In collaboration with Flipkart, Bain & Company examines the current e-retail consumer trends, and draws a future roadmap for the sector.

Bain & Company and Flipkart have just released a joint report on how India shops online.

The report states that the country's $850 billion retail market is the fourth largest in the world, and is largely unorganised. This market is on the cusp of a transformation, led by the emergence of e-retail, and its growing influence on Indian shoppers.

As per the report, India’s e-retail industry has seen an upsurge over the past five years, and there is significant headroom for further growth. The industry is expected to reach massive scale, spurred by cheap, ubiquitous mobile data, enabling nearly one billion Internet users by 2030, growing online spending by digital natives, and supply side innovations, such as vernacular-based user interfaces, voice and visual search.

The report highlights that this e-retail market is primed to reach nearly 300 million to 350 million shoppers over the next five years, propelling the online gross merchandise value to $100 billion to $120 billion by 2025.

India’s online shopping landscape includes a diverse mix of city tiers and income ranges. Online shoppers in Tier 2 cities and smaller municipalities make up nearly half of all shoppers, and contribute to three out of every five orders for leading e-retail platforms. The customers from Tier 2 and smaller cities buy similar categories of products as those from metropolises, or Tier 1 cities, with only a marginal difference in average selling price.

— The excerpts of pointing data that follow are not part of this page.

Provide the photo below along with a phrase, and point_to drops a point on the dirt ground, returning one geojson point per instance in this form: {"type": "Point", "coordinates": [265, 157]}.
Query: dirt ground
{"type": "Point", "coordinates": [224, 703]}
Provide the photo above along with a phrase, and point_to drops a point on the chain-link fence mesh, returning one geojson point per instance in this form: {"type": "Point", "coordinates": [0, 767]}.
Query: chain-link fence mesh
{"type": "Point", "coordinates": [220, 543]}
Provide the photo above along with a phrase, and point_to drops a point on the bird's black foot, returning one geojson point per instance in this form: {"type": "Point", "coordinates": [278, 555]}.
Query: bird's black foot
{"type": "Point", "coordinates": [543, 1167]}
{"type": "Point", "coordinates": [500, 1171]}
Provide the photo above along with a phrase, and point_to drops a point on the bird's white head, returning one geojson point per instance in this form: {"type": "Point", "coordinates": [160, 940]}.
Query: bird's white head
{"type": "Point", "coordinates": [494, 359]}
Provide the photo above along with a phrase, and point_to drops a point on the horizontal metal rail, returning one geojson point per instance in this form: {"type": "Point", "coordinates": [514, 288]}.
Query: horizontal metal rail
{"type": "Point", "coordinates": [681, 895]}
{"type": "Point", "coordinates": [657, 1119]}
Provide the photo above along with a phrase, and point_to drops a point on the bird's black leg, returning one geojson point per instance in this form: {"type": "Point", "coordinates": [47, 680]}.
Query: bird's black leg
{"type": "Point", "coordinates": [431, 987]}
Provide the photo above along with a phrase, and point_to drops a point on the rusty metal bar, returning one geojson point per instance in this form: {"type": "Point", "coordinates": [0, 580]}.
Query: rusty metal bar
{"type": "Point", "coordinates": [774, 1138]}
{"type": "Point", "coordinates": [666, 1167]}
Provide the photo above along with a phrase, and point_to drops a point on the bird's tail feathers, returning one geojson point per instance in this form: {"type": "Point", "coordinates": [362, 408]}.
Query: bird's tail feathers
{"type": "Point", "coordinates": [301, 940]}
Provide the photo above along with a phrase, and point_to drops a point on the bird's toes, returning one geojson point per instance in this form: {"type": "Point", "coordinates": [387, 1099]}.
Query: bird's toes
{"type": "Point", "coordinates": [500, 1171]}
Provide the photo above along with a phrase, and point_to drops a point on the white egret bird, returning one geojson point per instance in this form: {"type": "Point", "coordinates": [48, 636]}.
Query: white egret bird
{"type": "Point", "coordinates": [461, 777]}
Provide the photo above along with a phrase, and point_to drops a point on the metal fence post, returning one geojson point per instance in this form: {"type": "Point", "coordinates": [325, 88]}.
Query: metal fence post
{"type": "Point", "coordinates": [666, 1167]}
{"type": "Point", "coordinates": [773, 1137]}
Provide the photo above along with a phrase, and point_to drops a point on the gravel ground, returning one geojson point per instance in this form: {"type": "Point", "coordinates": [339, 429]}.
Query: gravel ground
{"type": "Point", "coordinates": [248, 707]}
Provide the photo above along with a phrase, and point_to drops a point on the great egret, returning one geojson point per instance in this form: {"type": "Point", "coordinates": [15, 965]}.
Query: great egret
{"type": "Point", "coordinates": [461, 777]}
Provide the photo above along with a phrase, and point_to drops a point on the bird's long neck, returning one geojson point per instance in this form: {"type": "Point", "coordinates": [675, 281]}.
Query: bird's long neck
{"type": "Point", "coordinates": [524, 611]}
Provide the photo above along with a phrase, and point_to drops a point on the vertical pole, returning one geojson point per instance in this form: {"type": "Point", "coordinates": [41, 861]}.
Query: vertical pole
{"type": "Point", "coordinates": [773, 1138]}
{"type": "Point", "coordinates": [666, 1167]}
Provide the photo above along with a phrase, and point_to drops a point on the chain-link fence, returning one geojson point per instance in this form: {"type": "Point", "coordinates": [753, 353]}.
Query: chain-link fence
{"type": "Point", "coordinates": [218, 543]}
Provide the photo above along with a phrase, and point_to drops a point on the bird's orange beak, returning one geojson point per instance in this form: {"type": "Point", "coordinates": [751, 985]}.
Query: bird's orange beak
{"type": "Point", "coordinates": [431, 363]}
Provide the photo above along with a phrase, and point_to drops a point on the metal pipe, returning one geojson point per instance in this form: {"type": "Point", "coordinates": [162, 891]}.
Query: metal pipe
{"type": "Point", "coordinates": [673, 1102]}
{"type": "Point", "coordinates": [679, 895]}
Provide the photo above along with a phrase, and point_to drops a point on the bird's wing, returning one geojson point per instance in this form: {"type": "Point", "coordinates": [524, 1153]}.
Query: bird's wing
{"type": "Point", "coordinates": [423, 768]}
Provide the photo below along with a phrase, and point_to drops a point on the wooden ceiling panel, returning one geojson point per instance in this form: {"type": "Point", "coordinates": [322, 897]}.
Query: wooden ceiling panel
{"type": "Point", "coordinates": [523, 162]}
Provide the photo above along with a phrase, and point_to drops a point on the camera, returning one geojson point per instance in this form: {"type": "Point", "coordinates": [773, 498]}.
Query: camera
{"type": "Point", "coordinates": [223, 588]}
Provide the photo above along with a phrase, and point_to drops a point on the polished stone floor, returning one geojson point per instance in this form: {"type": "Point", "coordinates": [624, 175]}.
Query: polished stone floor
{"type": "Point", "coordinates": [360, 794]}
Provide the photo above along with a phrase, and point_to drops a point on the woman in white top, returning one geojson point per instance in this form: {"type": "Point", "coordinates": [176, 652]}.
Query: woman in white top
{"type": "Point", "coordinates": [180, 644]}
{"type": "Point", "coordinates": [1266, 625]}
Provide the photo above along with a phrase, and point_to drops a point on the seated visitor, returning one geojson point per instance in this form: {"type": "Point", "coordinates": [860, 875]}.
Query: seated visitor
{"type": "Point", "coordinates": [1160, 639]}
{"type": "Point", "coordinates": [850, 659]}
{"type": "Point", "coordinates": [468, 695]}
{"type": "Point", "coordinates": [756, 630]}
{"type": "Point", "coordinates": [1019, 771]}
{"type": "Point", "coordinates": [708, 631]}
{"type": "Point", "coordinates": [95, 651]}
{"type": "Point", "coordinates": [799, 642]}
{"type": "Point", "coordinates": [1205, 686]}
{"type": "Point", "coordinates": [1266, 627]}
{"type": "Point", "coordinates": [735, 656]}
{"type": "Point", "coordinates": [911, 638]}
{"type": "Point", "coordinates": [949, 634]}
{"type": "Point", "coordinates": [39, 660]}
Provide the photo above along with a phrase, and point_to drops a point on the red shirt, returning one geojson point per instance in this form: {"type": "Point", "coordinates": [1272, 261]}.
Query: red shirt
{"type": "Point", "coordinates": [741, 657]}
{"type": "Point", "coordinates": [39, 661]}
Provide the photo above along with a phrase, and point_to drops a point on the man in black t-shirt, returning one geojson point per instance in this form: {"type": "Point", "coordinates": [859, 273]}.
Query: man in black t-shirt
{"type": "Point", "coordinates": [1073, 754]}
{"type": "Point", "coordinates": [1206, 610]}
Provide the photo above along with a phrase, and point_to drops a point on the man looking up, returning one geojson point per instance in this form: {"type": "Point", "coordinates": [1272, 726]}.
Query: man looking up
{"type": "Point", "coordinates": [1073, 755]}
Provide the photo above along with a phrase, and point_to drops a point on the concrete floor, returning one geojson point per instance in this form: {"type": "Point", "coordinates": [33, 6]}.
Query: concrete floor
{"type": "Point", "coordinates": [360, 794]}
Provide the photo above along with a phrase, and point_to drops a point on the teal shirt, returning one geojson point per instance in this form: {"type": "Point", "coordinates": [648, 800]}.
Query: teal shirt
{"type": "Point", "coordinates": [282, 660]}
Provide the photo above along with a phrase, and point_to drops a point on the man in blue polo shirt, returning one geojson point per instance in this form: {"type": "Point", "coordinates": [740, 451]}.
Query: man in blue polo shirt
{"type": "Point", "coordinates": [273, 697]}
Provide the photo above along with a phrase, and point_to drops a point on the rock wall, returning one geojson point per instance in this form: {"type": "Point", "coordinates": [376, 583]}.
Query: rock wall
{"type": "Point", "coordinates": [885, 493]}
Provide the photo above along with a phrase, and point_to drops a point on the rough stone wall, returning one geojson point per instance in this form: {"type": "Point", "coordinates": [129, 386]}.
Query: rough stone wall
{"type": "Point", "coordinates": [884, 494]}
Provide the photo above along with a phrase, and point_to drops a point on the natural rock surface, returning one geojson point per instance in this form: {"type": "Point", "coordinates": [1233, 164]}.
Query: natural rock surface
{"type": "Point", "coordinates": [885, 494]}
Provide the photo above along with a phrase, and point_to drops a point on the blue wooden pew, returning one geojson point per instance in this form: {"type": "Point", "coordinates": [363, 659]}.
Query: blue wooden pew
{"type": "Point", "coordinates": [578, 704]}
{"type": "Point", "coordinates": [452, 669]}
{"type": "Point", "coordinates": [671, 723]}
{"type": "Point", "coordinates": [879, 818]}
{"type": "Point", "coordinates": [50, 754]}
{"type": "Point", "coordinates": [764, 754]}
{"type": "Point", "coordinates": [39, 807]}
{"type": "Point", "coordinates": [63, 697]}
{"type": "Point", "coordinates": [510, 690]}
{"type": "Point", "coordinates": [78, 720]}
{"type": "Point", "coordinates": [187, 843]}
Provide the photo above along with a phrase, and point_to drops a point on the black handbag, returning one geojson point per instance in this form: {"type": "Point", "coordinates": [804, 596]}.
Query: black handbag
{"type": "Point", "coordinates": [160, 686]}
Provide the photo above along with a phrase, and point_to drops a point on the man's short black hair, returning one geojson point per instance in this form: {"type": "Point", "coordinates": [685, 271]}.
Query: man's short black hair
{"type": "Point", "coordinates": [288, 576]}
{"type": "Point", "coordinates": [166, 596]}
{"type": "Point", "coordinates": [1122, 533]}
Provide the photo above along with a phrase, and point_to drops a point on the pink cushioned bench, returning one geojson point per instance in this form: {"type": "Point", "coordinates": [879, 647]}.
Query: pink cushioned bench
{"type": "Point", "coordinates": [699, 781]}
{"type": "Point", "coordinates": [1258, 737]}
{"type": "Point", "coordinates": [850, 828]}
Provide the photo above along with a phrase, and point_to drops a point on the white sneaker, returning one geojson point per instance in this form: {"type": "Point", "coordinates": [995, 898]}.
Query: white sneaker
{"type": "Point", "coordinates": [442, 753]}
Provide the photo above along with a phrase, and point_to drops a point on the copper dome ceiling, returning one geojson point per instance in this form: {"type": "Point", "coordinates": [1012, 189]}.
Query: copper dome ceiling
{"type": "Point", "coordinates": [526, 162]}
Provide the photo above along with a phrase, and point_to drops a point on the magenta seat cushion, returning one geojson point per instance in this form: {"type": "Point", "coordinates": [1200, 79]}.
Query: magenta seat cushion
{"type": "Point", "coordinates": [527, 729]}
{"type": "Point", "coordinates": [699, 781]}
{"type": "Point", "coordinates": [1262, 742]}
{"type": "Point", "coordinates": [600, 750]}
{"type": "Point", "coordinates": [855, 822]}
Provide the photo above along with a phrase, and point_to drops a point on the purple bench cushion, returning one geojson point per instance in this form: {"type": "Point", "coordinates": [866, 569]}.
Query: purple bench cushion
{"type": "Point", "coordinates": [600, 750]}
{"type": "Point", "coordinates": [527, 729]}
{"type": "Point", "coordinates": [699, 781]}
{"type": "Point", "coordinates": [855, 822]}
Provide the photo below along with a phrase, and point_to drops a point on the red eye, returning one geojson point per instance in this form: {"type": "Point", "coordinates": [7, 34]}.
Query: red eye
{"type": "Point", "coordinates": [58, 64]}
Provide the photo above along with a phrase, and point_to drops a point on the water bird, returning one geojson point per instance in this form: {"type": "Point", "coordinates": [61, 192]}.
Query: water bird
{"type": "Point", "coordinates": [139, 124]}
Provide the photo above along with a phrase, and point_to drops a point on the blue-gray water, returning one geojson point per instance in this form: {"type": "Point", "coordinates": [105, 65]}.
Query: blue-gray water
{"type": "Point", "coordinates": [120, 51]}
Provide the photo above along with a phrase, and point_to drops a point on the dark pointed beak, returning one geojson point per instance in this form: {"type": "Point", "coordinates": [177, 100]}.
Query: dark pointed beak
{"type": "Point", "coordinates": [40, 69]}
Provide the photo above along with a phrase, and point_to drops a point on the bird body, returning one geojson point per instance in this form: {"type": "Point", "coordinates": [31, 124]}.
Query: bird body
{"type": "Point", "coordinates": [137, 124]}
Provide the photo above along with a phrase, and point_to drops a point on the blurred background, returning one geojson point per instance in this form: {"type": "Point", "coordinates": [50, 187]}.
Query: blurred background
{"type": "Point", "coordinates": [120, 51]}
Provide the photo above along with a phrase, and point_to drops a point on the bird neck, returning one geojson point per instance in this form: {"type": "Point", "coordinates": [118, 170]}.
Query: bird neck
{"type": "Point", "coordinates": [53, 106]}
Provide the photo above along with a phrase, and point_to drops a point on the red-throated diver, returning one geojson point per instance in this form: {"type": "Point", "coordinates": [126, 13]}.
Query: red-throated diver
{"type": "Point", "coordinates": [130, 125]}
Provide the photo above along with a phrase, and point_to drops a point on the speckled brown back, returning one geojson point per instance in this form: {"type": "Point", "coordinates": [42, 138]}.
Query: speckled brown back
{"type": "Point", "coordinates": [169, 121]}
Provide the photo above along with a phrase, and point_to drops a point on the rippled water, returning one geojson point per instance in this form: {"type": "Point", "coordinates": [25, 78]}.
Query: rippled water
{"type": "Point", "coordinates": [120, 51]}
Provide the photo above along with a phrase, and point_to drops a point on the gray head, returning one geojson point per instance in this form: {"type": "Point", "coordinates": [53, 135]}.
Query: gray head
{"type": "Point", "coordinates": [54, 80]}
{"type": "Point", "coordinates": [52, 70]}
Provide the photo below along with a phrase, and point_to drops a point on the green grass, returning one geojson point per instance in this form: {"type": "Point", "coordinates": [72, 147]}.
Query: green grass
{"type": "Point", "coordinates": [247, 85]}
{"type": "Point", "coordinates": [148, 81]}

As Indian e-retail enters the 'massification' phase, online platforms are innovating to onboard the next hundreds of millions of shoppers. The next wave of shoppers will have different needs, and will interact differently than the current set of online shoppers.

The four key trends going forward are:

1. Voice and vernacular: The Indian vernacular language Internet user base, which is expected to reach more than 500 million users by 2021 (versus 200 million for English-speaking one), increasingly prefers voice search and vernacular-based user interfaces. Several vernacular apps, such as ShareChat, TikTok and Helo, have garnered upwards of 50 million users each.

2. Visual and video: Video content consumption in Tier 2 and smaller cities grew more than four times over just the past year. Visual search tools, live-streaming sessions, influencer videos, etc., are gaining significant traction.

3. Social shopping: For the next wave of online customers, peers and communities will play a much larger role in influencing purchase decisions than they do for the current online shopping base. Over the past five years, there has been more than 50 private equity and venture capital deals in India focused on social commerce.

Pinduoduo is a great example of a successfully scaled social shopping enterprise in China. It built a strong consumer base of more than 450 million monthly shoppers within a span of just four years. A lot of them are women, and from small towns.

4. Digital ecosystems: As e-retail evolves, platforms are trying to increase their number of consumer touchpoints to gain greater (customer) mindshare. Top e-retail companies have started to develop ecosystems that combine their core e-retail business with sticky customer services, such as video streaming, gaming, booking and payments, in a single platform, or application.

Ecosystems attract a huge customer base, which, in turn, attracts retailers that want easy access to a critical mass of consumers. And, customers gain a one-stop shop for all their needs.